So I just read this on BBC and had to share it, especially seeing as how it applies to some of the things I’ve been discussing.

While everyone else’s approval ratings of Obama seem to be dropping, my own respect for him is probably increasing.

Without a doubt, the funniest thing that happened at my anarcho-primitivist conference I went to was when a very earnest young lady urged us with the utmost sincerity to… talk to plants. I stifled a laugh (only half-successfully), and thanked God that none of my friends back home were there with me, ’cause that comment alone would’ve automatically discredited whatever else was said. I mean, let’s be honest here, the only people who really care about the earth that much are loony hippies, crazy science teachers, and politicians with faulty science and a not-so-hidden political agenda nursing their grudges. However, I have (over the past couple of years) been learning to re-examine my relationship with the earth, and what God has to say about it. I’m not quite at the Tom Bombadil-stage, and I don’t know if I’ll ever be. But I am learning.
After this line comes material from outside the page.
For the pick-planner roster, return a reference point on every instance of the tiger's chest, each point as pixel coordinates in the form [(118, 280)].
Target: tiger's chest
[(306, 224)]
A couple of years ago, I wrote a research paper on global warming. I went into my assignment, planning on disproving what I deemed to be, “a bunch of fear-mongering”. It wasn’t that I didn’t care about the environment. I did. It was just that I always associated climate change with the likes of Y2K- 95% rubbish. This task proved to be harder than I anticipated. There was much more evidence pointing to global warming than not. A year later, I did a research paper on Lake Erie and water-pollution. It was scary. In short, all of my scientific education revealed to me this fact: mankind has essentially raped the earth.

Environmentalism is at the heart of anarcho-primitivism. The vast majority of scientists agree, that unless something changes, we’re all gonna be in a rude awakening sometime in the not-so-distant future (some people say ten years, other people say fifty, and others not quite twice that). Regardless of the controversy surrounding global warming, it is evident that oceans are dying, forests are being chopped down faster than they’re growing, the human population is multiplying faster than civilization can sustain, ice caps are melting, and oil reserves are running low. Unless something changes drastically we’ll be facing problems we won’t know how to deal with, or that simply can’t be dealt with. 
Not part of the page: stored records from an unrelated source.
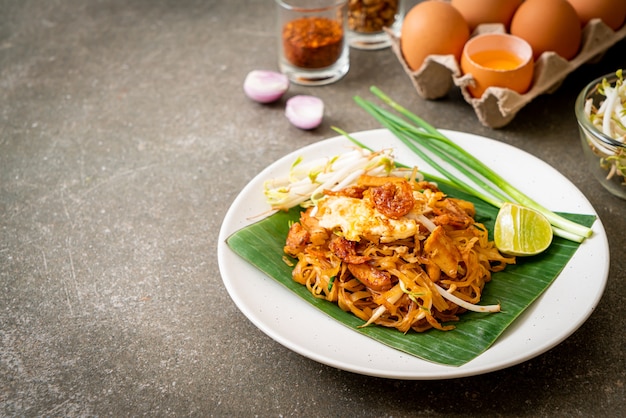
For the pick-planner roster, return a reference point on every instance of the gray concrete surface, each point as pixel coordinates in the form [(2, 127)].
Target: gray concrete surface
[(125, 136)]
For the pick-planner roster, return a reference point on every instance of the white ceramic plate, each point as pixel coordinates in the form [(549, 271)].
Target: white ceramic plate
[(299, 326)]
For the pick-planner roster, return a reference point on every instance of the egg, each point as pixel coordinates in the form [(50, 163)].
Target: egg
[(477, 12), (611, 12), (432, 28), (548, 25), (356, 218)]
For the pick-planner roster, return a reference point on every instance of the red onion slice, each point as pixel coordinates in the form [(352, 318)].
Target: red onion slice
[(265, 86), (305, 112)]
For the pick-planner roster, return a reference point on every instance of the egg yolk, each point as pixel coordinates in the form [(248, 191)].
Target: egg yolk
[(497, 60)]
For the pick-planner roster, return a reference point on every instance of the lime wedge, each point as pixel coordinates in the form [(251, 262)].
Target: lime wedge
[(521, 231)]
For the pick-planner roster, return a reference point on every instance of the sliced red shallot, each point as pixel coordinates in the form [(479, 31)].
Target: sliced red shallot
[(305, 112), (265, 86)]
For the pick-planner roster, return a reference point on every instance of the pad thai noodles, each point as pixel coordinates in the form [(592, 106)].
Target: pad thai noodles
[(396, 252)]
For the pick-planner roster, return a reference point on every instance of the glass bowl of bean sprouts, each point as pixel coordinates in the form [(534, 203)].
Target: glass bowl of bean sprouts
[(601, 114)]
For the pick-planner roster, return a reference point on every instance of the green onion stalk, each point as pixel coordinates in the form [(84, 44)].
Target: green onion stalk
[(427, 142)]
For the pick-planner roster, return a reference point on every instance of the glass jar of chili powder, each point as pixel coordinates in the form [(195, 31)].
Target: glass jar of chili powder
[(312, 40)]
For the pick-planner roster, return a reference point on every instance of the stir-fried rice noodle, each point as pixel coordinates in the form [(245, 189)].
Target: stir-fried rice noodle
[(380, 249)]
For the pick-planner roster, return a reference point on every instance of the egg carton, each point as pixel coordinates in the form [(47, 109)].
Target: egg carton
[(498, 106)]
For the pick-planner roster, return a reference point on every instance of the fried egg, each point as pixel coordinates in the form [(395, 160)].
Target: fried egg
[(357, 218)]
I don’t feel any need to talk a whole lot about the specifics regarding how man’s exploitation of the earth has increased over the years. I think it’s pretty obvious. At the conference they showed clips from the movie, Home. I just watched all of it online. If you can get past the typical faults of the evolution background they give in the beginning (it states theory as fact), and get past the cheesy-voice over and melodrama, the movie has some really good points, and some really scary facts, (scary facts like the fact that 40% of arable land has been damaged, 13 million hectars of forests disappear per year, species are dying 1000 times faster than natural, 3 quarters of fishing grounds are depleted or are near depletion, etc.) (Also the film has beautiful cinematography.) To briefly sum up the over all point of the film- all of creation is interconnected, and humans have falsely assumed that we can do whatever we want with the earth without facing any serious consequences. It is now staggeringly evident that we were wrong.
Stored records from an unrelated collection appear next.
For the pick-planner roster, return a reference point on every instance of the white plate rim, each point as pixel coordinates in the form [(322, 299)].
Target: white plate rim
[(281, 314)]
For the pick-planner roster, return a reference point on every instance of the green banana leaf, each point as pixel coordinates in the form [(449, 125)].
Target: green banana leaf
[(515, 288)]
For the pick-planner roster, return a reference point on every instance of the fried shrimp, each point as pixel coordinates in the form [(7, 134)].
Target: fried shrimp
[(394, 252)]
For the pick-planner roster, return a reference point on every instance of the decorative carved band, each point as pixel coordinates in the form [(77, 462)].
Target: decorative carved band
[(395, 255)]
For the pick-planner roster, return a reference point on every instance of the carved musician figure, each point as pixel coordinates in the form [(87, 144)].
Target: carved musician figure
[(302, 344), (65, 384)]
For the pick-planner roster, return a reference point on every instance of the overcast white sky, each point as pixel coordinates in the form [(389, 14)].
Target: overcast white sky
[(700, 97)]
All right, let’s rewind a bit to the start of the present crisis. From what I understand, anarcho-primitivism says that things started to get bad with the agricultural revolution, (note: horticulture and agriculture aren’t the same thing). Agriculture introduced civilization, and with it, the ills of civilization. Problems like social stratification, coercion and alienation, the idea that land is ours to own, thus ours to exploit and ours to fight over, money

and debt, health problems, etc. Now, I am not romantic enough to think that prior to the agricultural-revolution everything was fine and dandy, like the anarcho primtivists do. Nor would I be so pretentious as to declare that civilization as we know it was a complete mistake. Nevertheless, I think all of anarcho-primitivism’s criticisms of civilization are valid.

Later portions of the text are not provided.